Coffee Meets Bagel, a four-month-old New York startup, found that users were 37.2 percent more likely to want to date a person if they had mutual Facebook friends. If users had four mutual friends, they were 90 percent more inclined.

Coffee Meets Bagel, which is run by three sisters, started as a Web site and recently released apps for iOS and Android. It uses a simple concept: Set a deadline and people will respond.

Users provide basic Facebook information.

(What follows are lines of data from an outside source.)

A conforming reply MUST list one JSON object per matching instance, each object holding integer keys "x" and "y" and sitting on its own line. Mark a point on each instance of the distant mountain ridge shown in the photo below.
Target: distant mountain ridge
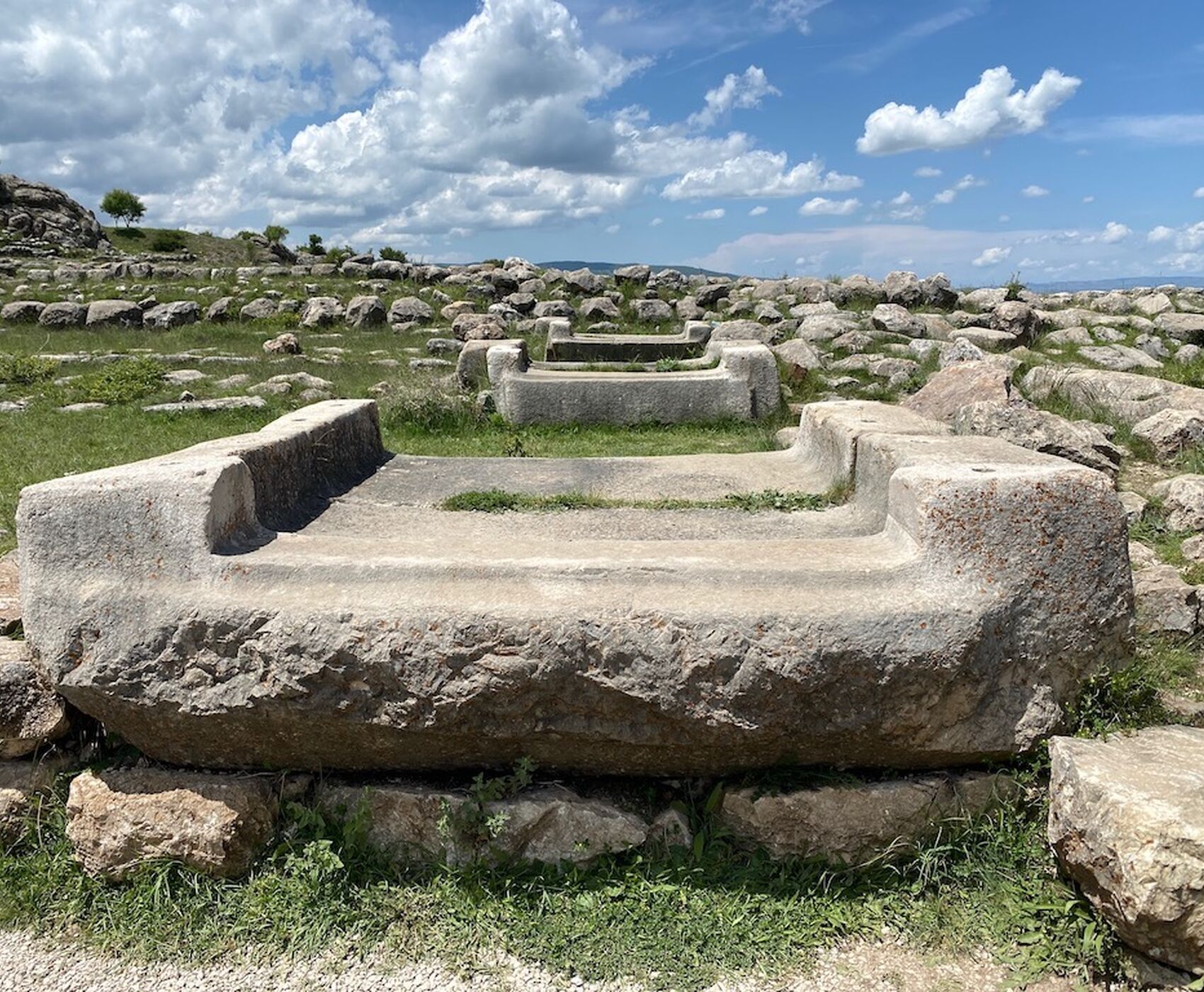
{"x": 1126, "y": 282}
{"x": 606, "y": 268}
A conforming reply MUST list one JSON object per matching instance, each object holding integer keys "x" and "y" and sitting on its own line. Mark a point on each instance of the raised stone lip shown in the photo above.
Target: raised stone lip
{"x": 566, "y": 344}
{"x": 742, "y": 384}
{"x": 295, "y": 597}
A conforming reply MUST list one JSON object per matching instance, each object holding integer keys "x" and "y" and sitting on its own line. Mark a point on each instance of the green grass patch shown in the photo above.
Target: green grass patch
{"x": 500, "y": 501}
{"x": 678, "y": 919}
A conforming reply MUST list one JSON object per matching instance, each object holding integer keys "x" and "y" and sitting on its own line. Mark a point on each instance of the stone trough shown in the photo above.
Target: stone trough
{"x": 566, "y": 344}
{"x": 299, "y": 599}
{"x": 739, "y": 382}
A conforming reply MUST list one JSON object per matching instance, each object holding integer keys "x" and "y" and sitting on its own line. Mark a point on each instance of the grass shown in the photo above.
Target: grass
{"x": 499, "y": 501}
{"x": 674, "y": 919}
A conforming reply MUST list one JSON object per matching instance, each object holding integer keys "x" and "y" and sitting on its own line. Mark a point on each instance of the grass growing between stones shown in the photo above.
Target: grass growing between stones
{"x": 499, "y": 501}
{"x": 672, "y": 919}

Everyday at noon, they receive an e-mail with one match, a friend of a friend. They have 24 hours to 'like' or 'pass' over the person. If both users choose 'like,' they are connected through a private number. If they pass, another option arrives the next day.

"We're trying to use mobile technology to make people take an active stance in dating," said co-founder Arum Kang, a former product manager at Amazon.

Yoke, a Facebook app, goes beyond common friends to shared interests. It uses Netflix, Amazon and Spotify to match users according to their taste in movies, books and music. People connect much the way they would be if they met at a concert or movie, said Rob Fishman, one of the founders.

"The whole idea is to recreate the serendipity of real life," he said.

There is no secret formula for an app to succeed, said Brooks, the Internet dating analyst. But "the more you can model the real world, the better you'll do," he said.

New mobile app developers realize this and are tapping into the wealth of information available on Facebook, while trying to balance users' privacy concerns.

"If social media was an option, I wouldn't enable it," said Lauren Durst, a research consultant in the District who has used Match and OkCupid. "That would take away some of the anonymity."

Spira says that just like online dating, people should apply common sense with an app.

"You have to use intuition and act the way you would in real life," she said. "Like meeting in a public place."